Term limits would avoid lifetime appointments

The procession has begun.

Candidates for state House and Senate seats as well U.S. House are circulating petitions for the right to seek party nominations for election to those offices.

In most cases, the elected offices that you will be casting ballots over April 28 are for two-year terms. But what if I told you these are de facto lifetime appointments in many cases?

Crazy, right? Well, no.

There are no term limits for state or U.S. House and Senate seats. So that two-year term that is up for grabs this year can easily become 20 — or 40 — years.

If you don’t think so, check out the officials at the microphones at the next news conference you watch in Harrisburg or Washington. Most of the speakers were at those microphones a decade or so ago. And if you look up the video of them speaking about the most logical way to conduct an impeachment hearing or solve immigration, you will find them saying the polar opposite of what they said then to fit the agenda and politics of 2020.

The formula is simple. Both major political parties push candidates that match their platform and fit the leanings of the majority in the districts or states they will serve. They fuel their campaigns with money from political contributions that total in the millions.

Once elected, that support remains as long as they check legislative boxes the party has in mind. The campaign money and media accessibility is a huge advantage for incumbents. Challengers within the parties have a tough time posing a legitimate threat in Primary Elections because of those two disadvantages.

And challengers from either party are fighting an uphill battle in General Elections because the parties have matched their incumbents to fit the majority ideology of a given district or state.

The result is a lot of folks older than me representing you in Harrisburg and Washington. Experience is a good thing. I know personally the value of it. I also know there is a tipping point when experience loses and the negative insulation of too-long-on-the job wins.

Look at the issues the elected leaders in Harrisburg and Washington have not solved – runaway spending and debt, immigration, homelessness, state pensions, outdated infrastructure, underfunded Social Security and Medicare to name a few. Most of them could be solved with compromise. But the two parties are consumed with preventing political wins for the other. They can afford that with re-election for representatives and senators nearly assured. It’s a self-perpetuating cycle.

I have met many representatives and senators over the years. They are not bad people. They are not without personal integrity. But they are tethered to a system.
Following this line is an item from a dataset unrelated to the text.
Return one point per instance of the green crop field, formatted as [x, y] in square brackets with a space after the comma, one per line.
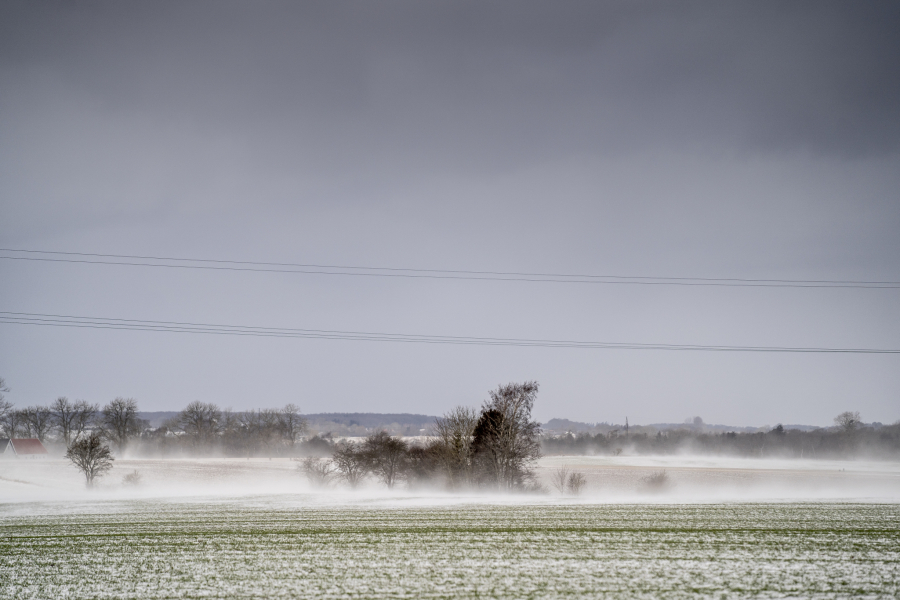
[268, 547]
Term limits are the one thing that could cut that tether. Without re-election to concern themself with, a representative in their fourth and last term would be more likely to vote on an issue by looking in the mirror at their principles and the legacy they want to leave as opposed to honoring party or campaign contributor wishes. Sometimes principles and politics match. But often I suspect they do not.
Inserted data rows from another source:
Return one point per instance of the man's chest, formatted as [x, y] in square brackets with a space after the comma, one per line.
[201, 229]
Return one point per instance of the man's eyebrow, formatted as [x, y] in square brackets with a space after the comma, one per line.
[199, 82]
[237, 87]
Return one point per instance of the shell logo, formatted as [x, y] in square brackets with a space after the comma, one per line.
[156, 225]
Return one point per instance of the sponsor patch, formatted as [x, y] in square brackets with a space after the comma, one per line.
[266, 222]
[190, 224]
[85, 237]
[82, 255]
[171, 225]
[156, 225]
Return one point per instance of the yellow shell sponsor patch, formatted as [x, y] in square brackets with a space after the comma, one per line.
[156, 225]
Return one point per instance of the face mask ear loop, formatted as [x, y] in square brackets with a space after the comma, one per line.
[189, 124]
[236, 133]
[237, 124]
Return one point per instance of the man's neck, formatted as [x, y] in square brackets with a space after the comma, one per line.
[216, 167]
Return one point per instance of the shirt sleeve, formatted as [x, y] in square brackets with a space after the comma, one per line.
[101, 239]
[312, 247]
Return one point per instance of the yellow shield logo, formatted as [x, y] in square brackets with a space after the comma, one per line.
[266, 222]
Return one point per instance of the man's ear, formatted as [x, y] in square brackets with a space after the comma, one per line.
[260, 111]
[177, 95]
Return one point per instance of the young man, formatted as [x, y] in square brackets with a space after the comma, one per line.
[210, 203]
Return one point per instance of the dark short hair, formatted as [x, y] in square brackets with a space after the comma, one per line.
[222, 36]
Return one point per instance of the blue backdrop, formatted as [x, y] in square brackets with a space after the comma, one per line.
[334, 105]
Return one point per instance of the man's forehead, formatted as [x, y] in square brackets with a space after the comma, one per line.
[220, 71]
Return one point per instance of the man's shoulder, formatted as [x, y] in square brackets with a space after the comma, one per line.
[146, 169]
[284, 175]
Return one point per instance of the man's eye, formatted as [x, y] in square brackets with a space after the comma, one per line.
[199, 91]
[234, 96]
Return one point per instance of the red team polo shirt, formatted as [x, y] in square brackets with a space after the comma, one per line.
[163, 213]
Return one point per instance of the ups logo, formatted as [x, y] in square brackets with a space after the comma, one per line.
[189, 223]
Our presidents are limited to two four-year terms. That’s fine. The current one, the bombastic Donald Trump, has exposed the paper mache product that is legislative experience. Trump is unlikeable to a significant portion of the populous and about 90 percent of the media that covers him. Much of that is his fault.

But his administration also has overseen unemployment that has dropped to 3.5 percent, a stock market that is growing 401k accounts like never before, tax cuts that are benefitting a sizable majority of the public, energy independence, criminal justice reform and overdue strategy changes to at least battle terrorism and nuclear threats abroad.

You can hate Trump or disagree with his policies. But, untethered by the usual political trappings, he is not afraid to try things he believes will solve problems. Stuffed shirt, term limitless Washington has failed at problem solving and needed a shakeup – from someone – and it happens to be a billionaire businessman.

The doomsayers who use their media partners as their resistance bullhorn have an unstated fear. If the country does not disintegrate, they are exposed by this administration. So California Rep. Adam Schiff spends all his time engineering impeachment over a publicly transcripted letter that illustrates, at most, improper language, while the Hollywood district he represents drowns in burgeoning homelessness.

The truth is there for any American to see — politics is not like splitting an atom. It is common sense problem solving. Lots of people of all political and party ties are capable of doing this public service, citizen legislator work capably. A lifetime tenure is not necessary.

But term limits are.

David F. Troisi is retired as editor of the Sun-Gazette.